Safety is a serious issue in lithium ion battery technology. Most of the metal oxide electrodes are thermally unstable and can decompose at elevated temperatures, releasing oxygen which can lead to a thermal runaway. To minimize this risk, lithium ion batteries are equipped with a monitoring unit to avoid over-charging and over-discharging. Usually a voltage balance circuit is also installed to monitor the voltage level of each individual cell and prevent voltage deviations among them. Lithium ion battery technology is still developing, and there is considerable potential for further progress. Research is focused on the development of cathode materials.
The normal operating temperature regime of NaS cells during discharge/charge cycles is in the range of 300oC to 350oC. The NaS batteries use hazardous materials including metallic sodium, which is combustible if exposed to water. Therefore, construction of NaS batteries includes airtight, double-walled stainless-steel enclosures that contain the series-parallel arrays of NaS cells. Each cell is hermetically sealed and surrounded with sand both to anchor the cells and to mitigate fire.
The sodium, sulphur, beta- alumina ceramic electrolyte, and sulphur polysulfide components of the battery are disposed of by routine industrial processes or recycled at the end of the NaS battery life.
Other safety features include fused electrical isolation and a battery management system that monitors cell block voltages and temperature.
Lead Acid Battery
Lead Acid Batteries are reliable and cheap. Multiple deep-cycle lead-acid batteries can provide a steady current over a long time period. They are connected together to form a battery bank. They can provide up to 1MW power to backup wind farm power generation.
Disadvantages: One disadvantage of lead acid battery is that during discharge, the acid will react with electrodes to form lead sulphate, and when the chemical process is reversed during recharging, some of the lead sulphate does not re-dissolve. This will weaken the battery. The greater the depth of discharge, the more the battery is weakened.
Lead-acid batteries contain sulphuric acid and large amounts of lead. They are highly corrosive and can produce a range of adverse health effects particularly in children.
The harmful substances can permeate into the soil, ground water and surface water through landfills.
The importance of recycling the used lead acid battery is big, and the process is among the most complicated.
For solid state batteries, the replacement would mean the removal of a container and replacement with a new battery.
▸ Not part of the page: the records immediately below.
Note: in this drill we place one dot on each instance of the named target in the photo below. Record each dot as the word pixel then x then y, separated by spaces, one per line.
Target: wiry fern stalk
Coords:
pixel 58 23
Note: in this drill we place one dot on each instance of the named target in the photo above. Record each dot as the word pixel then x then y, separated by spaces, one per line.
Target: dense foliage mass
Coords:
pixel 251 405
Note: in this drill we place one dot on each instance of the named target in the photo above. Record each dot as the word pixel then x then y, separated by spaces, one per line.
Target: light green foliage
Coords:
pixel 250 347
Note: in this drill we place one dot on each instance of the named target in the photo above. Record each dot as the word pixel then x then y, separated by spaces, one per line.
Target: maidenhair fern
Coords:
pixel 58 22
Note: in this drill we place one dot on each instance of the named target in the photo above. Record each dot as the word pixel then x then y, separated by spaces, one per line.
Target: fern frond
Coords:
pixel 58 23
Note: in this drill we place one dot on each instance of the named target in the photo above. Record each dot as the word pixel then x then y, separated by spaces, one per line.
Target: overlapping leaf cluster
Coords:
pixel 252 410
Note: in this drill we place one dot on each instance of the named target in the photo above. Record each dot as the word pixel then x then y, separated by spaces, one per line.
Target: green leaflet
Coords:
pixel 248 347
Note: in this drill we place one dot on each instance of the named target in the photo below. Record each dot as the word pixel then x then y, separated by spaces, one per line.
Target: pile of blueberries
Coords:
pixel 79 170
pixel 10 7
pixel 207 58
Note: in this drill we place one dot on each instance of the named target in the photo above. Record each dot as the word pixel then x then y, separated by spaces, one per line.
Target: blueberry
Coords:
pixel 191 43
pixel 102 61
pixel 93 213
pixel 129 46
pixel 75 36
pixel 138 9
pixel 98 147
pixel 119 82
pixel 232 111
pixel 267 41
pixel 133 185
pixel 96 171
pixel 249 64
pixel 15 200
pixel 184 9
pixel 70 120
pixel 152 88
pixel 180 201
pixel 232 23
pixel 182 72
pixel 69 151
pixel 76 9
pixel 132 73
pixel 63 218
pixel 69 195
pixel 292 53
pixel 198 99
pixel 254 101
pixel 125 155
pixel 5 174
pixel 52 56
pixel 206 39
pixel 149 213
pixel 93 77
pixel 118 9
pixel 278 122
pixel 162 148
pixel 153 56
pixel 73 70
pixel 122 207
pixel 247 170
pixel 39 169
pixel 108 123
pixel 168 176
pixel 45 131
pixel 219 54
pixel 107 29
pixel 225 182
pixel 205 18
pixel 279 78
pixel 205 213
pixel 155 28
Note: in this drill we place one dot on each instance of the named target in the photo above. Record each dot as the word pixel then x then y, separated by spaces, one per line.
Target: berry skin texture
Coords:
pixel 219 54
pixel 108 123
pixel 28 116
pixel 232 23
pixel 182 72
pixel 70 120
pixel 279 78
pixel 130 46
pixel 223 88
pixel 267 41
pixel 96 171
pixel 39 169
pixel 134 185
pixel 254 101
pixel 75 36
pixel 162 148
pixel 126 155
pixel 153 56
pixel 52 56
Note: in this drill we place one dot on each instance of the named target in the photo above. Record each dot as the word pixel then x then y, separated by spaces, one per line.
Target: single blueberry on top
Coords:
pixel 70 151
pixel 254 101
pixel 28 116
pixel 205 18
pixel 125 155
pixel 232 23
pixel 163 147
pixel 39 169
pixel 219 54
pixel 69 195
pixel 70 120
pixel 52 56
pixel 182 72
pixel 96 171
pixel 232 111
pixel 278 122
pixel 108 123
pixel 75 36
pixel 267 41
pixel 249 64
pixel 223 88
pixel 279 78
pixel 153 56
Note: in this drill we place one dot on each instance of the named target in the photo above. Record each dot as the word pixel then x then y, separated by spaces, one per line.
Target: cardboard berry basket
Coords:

The operational lifetime of the solid state battery is 3-12 years for a lead-acid battery
Disposal of lead-acid batteries is an important part of the life cycle. The environmental and safety hazards associated with lead require a number of regulations concerning the handling and disposal of lead-acid batteries. Lead-acid batteries are among the most recycled products in the world. Old batteries are accepted by lead-acid manufacturers for recycling. Batteries are separated into their component parts. The lead plates and grids are smelted to purify the lead for use in new batteries. Acid electrolyte is neutralized, scrubbed to remove dissolved lead, and released into the environment. Other component parts such as plastic and metal casings are also recycled. Any materials that are replaced should be appropriately handled and sent to a registered hazardous landfill site.